- Born: Arunkumar Ramniklal Mehta 9 January 1940 Patan, Bombay Presidency, British India
- Died: 14 June 2020 (aged 80) Mumbai, India
- Occupation: Businessman
- Known for: Co-founder of Rosy Blue
- Children: Russell Mehta

= Arunkumar Mehta =

Indian businessman (1940–2020)

Arunkumar Ramniklal Mehta (9 January 1940 – 14 June 2020) was an Indian businessman, and head of the family-owned Belgian-Indian conglomerate Rosy Blue.

Arunkumar Mehta was born in Patan, Gujarat, Bombay Presidency, in January 1940, the son of Ramniklal Mehta, who was in the diamond business. He had two brothers, Harshad and Dilip, and one sister.

In 1960, he co-founded B. Arunkumar & Co. in Mumbai, with his maternal uncle Bhanuchandra Bhansali. His father, Ramniklal Mehta (1920-2002) and brother, Harshad joined the business at a later date.

This company later became Rosy Blue, and is ranked in the top five diamond companies of India.

In 1973, his brother Dilip Mehta set up Rosy Blue in Belgium.

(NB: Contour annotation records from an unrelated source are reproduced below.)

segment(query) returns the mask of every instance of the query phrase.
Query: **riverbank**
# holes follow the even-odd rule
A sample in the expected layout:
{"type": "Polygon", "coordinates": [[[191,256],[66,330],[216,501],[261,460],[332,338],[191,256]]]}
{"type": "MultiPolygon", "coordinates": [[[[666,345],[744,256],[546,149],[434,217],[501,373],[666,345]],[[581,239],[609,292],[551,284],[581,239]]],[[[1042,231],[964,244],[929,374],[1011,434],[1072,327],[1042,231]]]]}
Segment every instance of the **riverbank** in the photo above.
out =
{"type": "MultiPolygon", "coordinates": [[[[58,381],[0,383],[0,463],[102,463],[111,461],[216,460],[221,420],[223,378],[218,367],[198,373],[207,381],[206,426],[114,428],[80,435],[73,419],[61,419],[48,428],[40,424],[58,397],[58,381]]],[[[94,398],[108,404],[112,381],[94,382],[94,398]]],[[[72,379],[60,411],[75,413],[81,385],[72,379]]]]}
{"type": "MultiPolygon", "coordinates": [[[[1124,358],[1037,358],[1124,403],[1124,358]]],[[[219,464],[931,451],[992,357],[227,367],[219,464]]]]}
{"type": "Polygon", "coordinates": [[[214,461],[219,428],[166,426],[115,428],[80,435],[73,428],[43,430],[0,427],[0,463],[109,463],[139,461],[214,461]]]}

In 2008, Dilip Mehta was CEO of Rosy Blue.

Arunkumar Mehta was chairman of Rosy Blue (India). He was a founder member of the Diamond Exporters Association Ltd, and its vice-president. He was a member of the managing committee of the Bharat Diamond Bourse. For 20 years he was a member of the managing committee of The Gem & Jewellery Export Promotion Council, who gave him a Lifetime Achievement Award in 2007.

His son Russell Mehta runs Rosy Blue (India) Pvt. Ltd.

Arunkumar Mehta died on 14 June 2020 at Sir H. N. Reliance Foundation Hospital, Girgaon, Mumbai, at the age of 80.